Unlearning OOP: How to Design Clojure Programs
Your background is in OOP languages and you have become intrigued by Clojure. You know that things are different, and that continuing to design your programs in the same way you did in the past is likely going to cause problems. In this session, we will take a look at concepts that are likely to be familiar to you, such as encapsulation, type and class hierarchies, modularization, and domain modeling, and show what the analogies in idiomatic Clojure are. We will also take a look at some of the additional tools Clojure offers that go way beyond what you are used to — hopefully setting you off on your way to become a great Clojure programmer.
The discussion panel aims at presenting views on the usefulness of functional programming on JVM and beyond, including F# on .Net (if there are people who could tackle the topic with care). We hope to gather people with different opinions, often contradictory, so they can lead to useful outcomes about pros and cons of using functional programming languages - Scala, Clojure as the main players - for current and future projects.
There are plenty of questions people ask themselves when they're faced with learning functional languages and the discussion panel should address some.

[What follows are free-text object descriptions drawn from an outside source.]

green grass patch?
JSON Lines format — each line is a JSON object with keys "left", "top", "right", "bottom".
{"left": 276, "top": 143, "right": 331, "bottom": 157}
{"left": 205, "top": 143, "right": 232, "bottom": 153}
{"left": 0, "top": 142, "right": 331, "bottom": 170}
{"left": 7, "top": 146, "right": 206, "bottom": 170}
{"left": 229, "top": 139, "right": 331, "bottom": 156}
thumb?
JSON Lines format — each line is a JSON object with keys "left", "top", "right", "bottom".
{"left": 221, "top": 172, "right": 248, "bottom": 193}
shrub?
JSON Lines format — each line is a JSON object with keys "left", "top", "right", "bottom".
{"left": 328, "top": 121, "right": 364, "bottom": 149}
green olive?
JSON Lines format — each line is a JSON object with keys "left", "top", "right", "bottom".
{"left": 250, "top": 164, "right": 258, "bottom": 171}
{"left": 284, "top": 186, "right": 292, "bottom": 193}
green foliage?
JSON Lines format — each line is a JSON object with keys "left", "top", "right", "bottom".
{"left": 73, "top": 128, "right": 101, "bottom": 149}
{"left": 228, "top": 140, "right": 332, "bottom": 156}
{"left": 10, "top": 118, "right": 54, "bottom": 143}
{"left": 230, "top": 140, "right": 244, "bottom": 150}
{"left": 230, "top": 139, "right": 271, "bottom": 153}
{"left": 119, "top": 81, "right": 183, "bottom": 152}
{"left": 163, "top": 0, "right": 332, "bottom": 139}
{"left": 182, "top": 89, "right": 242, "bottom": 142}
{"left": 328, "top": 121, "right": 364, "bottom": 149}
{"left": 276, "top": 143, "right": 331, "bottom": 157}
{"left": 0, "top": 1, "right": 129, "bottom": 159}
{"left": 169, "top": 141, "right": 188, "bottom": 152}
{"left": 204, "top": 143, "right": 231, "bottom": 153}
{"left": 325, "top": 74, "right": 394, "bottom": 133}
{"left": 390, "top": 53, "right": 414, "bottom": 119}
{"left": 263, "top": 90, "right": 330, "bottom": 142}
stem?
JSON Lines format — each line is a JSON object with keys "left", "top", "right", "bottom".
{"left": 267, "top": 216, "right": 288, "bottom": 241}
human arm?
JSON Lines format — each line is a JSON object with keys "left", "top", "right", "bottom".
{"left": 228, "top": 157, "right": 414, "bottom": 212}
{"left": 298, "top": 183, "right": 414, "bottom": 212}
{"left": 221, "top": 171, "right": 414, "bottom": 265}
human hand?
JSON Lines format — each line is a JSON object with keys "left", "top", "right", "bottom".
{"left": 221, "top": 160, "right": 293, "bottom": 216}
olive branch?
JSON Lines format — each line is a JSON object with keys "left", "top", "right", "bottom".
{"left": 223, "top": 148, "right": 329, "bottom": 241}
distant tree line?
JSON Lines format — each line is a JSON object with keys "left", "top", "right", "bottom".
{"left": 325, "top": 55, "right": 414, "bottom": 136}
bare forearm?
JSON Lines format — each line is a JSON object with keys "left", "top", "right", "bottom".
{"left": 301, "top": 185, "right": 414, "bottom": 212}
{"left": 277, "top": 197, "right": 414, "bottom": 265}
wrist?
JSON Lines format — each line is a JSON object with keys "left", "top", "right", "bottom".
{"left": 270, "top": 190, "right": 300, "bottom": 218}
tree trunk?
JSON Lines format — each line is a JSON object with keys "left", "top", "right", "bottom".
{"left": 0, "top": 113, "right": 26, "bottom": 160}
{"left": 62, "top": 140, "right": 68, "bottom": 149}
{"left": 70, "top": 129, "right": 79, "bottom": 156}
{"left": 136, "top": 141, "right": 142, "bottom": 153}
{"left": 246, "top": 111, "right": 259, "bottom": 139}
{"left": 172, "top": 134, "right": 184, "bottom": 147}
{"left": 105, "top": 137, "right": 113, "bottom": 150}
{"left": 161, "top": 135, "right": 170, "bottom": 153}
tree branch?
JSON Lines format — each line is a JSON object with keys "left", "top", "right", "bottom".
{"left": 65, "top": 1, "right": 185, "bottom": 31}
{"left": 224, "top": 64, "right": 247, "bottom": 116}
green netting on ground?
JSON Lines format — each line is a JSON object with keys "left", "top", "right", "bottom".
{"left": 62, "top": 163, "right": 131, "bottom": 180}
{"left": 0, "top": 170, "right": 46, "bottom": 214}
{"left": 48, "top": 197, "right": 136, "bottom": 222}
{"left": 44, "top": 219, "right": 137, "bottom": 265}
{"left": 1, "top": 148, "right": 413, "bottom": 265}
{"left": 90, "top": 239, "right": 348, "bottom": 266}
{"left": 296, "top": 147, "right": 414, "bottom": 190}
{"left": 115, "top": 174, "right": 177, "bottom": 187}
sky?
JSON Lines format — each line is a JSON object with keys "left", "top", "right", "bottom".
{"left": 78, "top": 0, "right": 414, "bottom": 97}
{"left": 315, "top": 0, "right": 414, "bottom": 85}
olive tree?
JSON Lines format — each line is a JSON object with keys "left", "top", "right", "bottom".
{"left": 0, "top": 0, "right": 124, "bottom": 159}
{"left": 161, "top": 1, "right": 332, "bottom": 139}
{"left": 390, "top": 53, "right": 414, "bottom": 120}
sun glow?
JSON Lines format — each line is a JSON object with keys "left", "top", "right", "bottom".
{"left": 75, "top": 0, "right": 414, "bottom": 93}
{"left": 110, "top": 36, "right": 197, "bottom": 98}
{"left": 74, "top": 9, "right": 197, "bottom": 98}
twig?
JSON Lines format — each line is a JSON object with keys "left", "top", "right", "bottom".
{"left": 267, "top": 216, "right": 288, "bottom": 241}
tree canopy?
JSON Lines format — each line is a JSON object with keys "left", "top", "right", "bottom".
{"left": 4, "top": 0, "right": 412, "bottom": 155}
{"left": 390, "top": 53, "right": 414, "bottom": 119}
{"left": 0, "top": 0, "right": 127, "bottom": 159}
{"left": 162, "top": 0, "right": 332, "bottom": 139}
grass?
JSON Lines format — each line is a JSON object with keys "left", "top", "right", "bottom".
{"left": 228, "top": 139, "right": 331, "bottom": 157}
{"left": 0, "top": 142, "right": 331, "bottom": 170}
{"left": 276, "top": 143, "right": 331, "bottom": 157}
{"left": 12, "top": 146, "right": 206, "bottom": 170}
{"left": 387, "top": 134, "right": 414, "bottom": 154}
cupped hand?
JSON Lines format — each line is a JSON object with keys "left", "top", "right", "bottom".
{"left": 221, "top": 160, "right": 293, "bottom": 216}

Amongst the questions that attendees should anticipate get answers to could be: Why should I consider functional programming languages for my projects? Should I mix and match Java with other languages? What are the most-suited use cases for functional languages? Where would be an introductory area for introducing a functional language in a project? What tools should I get familiar with to get up to speed with functional programming on JVM?